Bobby Miller, Irish Grain Growers chair

“A lot of figures are being landed on our plates at present. I would have an issue that the discussion is all about the cow.

“Tillage farmers are in a prime position to help achieve our sectoral target. Increased tillage acres will reduce our emissions targets.

“The carbon value of homegrown grain is being neglected – Bord Bia make no differentiation between Irish grain and that shipped in from the far side of the world.

“Anaerobic digestion needs long-term support from Government. You can’t have the plug pulled like happened with oilseed rape biofuel and miscanthus.”

Dermot Kelleher ICSA president

“The KPMG report highlights the scale of the challenge facing farming to meet its carbon emissions reduction targets.

“Ireland has to get the balance right between being a good global citizen without sacrificing its national interests. Look at the COP26 in Glasgow – India and China are moving at a pace that suits themselves, while Germany is slow to remove its coal production.

“In rural Ireland we should do our bit, but we have to maintain the economic sustainability of family farms, especially low-income drystock farms, as we take the steps to ensure environmental sustainability.”

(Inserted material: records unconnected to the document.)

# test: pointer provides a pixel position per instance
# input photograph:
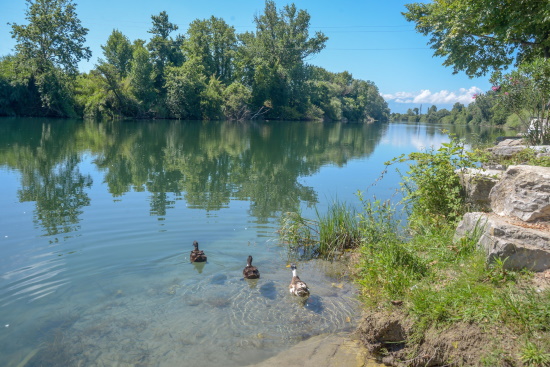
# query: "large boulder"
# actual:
(521, 245)
(523, 192)
(477, 184)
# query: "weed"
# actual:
(533, 355)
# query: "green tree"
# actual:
(165, 51)
(141, 76)
(53, 36)
(212, 100)
(118, 52)
(184, 86)
(236, 102)
(48, 50)
(525, 92)
(272, 59)
(213, 42)
(479, 36)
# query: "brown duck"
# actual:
(249, 271)
(197, 255)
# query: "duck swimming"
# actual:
(297, 287)
(250, 272)
(197, 255)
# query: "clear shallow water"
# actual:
(97, 222)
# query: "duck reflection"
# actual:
(268, 290)
(199, 267)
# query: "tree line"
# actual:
(482, 37)
(210, 72)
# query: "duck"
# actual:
(197, 255)
(249, 271)
(297, 287)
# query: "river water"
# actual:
(97, 221)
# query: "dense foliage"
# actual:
(211, 72)
(480, 36)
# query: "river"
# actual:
(98, 219)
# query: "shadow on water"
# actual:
(314, 303)
(219, 279)
(268, 290)
(252, 283)
(199, 266)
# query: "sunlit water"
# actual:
(97, 221)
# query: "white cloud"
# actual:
(444, 96)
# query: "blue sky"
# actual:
(369, 38)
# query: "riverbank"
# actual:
(327, 350)
(431, 298)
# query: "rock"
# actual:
(478, 183)
(329, 350)
(523, 192)
(508, 148)
(521, 245)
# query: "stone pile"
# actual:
(516, 226)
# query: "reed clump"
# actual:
(438, 284)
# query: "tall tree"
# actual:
(273, 58)
(479, 36)
(213, 42)
(54, 35)
(165, 51)
(141, 76)
(118, 52)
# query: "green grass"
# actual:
(437, 280)
(327, 236)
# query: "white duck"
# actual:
(297, 287)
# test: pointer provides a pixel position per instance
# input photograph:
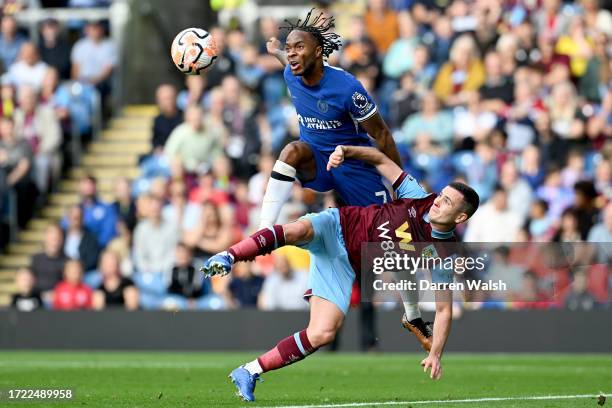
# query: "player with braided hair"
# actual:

Vincent Roddy INHFA president

“We are very concerned at the deep impact the KPMG and CCAC reports show for our farmers and rural communities.

“Reducing Ireland’s suckler beef production and replacing it with beef produced from burned down or cut-away Brazilian rainforests will increase global emissions while impoverishing our rural communities.

“The 2018 EU Report Grazing for Carbon found extensively farmed systems like Irish suckler farms are an excellent means of sequestering carbon. To reduce emissions globally, the focus must be on the farming systems and not the cow numbers – it’s not the cow, it’s the how.”